Pentatricopeptide Repeat (PPR) Protein
PPR proteins are nucleic acid–binding proteins that bind to a specific RNA base sequence and were first discovered in plants.
What are PPR proteins?
●An RNA-binding protein family preserved in a great deal of plants.
●Genes that encode approximately 500 PPR proteins were found in Arabidopsis thaliana. The PPR proteins that these genes encode are known as “sequence-specific RNA-binding proteins,” all of which bind to different RNA molecules.
●Binding with a target RNA (KD) has a strong coherence with 10-9 (M).
●Many PPR proteins have an enzymatic domain and are capable of position-specific RNA cleavage and base substitution.
In vivo role of PPR proteins
Multiple function analyses have demonstrated that PPR proteins have diverse functions:
●RNA remodeling ability (dissolution of the secondary structure of RNA)
●Protection from RNA cleavage and degradation
●Position-specific RNA cleavage
●Position-specific base substitution (e.g., C to U).
A technology to freely design and construct molecules that bind to an arbitrary base sequence
We clarify the mechanism of binding between PPR protein and RNA, and design and construct an “artificial nucleic acid–binding protein that binds to an arbitrary base sequence” on the basis of this mechanism.
A PPR protein is composed of a sequence of 2 to 30 “PPR motifs,” which comprise units of 35 amino acids. These 35 amino acids consist of a helix–loop–helix structure and are configured as shown in the table above.

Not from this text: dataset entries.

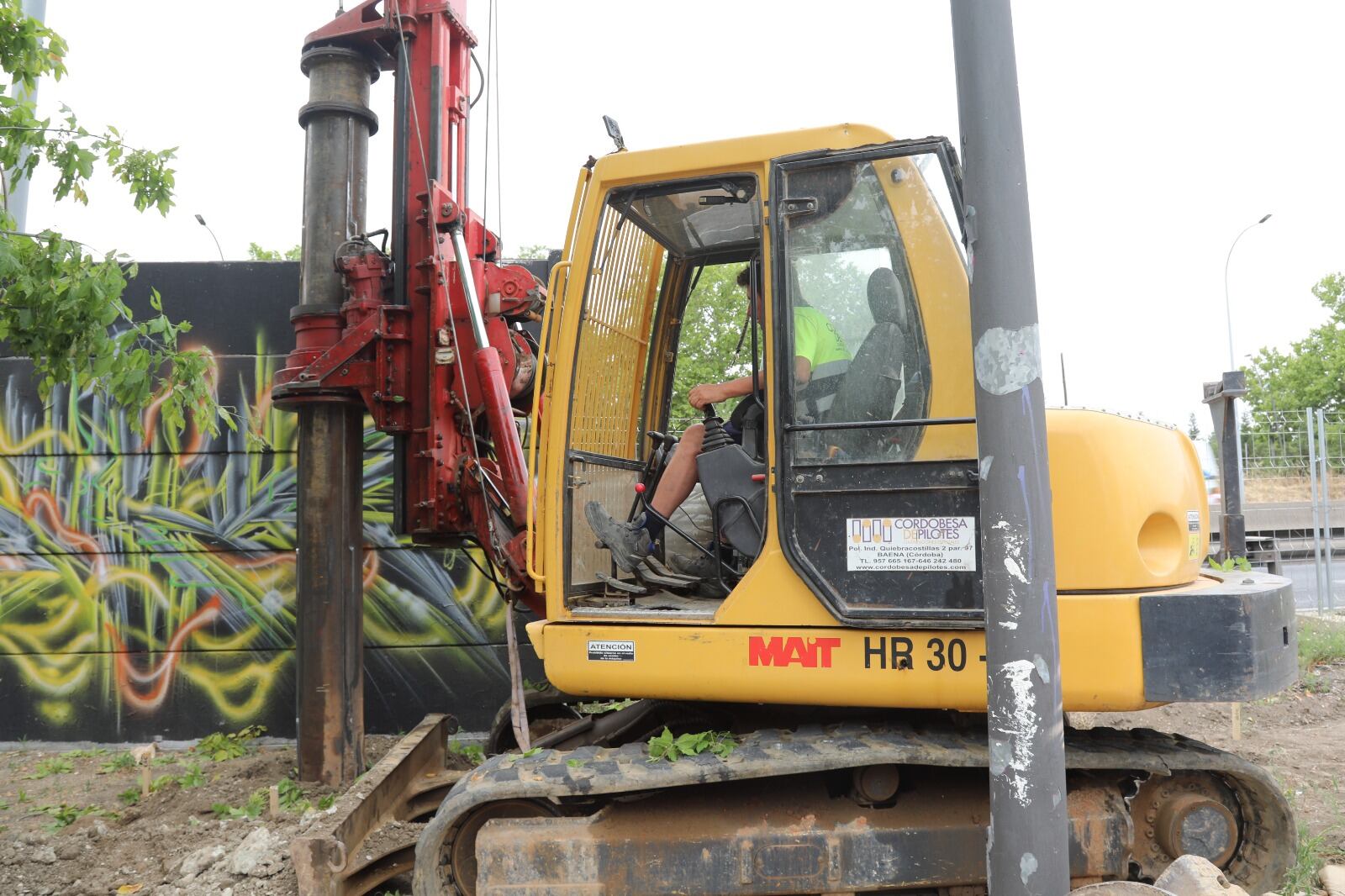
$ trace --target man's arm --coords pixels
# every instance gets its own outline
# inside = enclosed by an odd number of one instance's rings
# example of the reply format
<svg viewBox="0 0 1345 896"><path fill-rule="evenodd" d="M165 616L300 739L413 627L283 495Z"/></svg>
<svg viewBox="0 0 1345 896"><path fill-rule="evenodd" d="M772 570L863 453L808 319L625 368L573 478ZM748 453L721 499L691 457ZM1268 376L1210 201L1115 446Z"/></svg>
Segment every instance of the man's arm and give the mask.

As a result of previous analyses, we found that one PPR motif binds to one base and that the base to be bound with is determined by the combinations of amino acid sequences at three specific sites (1,4, and ii) in the PPR motif (table shown right).
We also discovered that PPR proteins bind not to RNA but to DNA and that the rule of base recognition among them is the same.
On the basis of this discovery, PPR proteins that bind to specific 20 bases can be prepared by connecting 20 PPR motifs that are capable of binding to each base in a sequential order.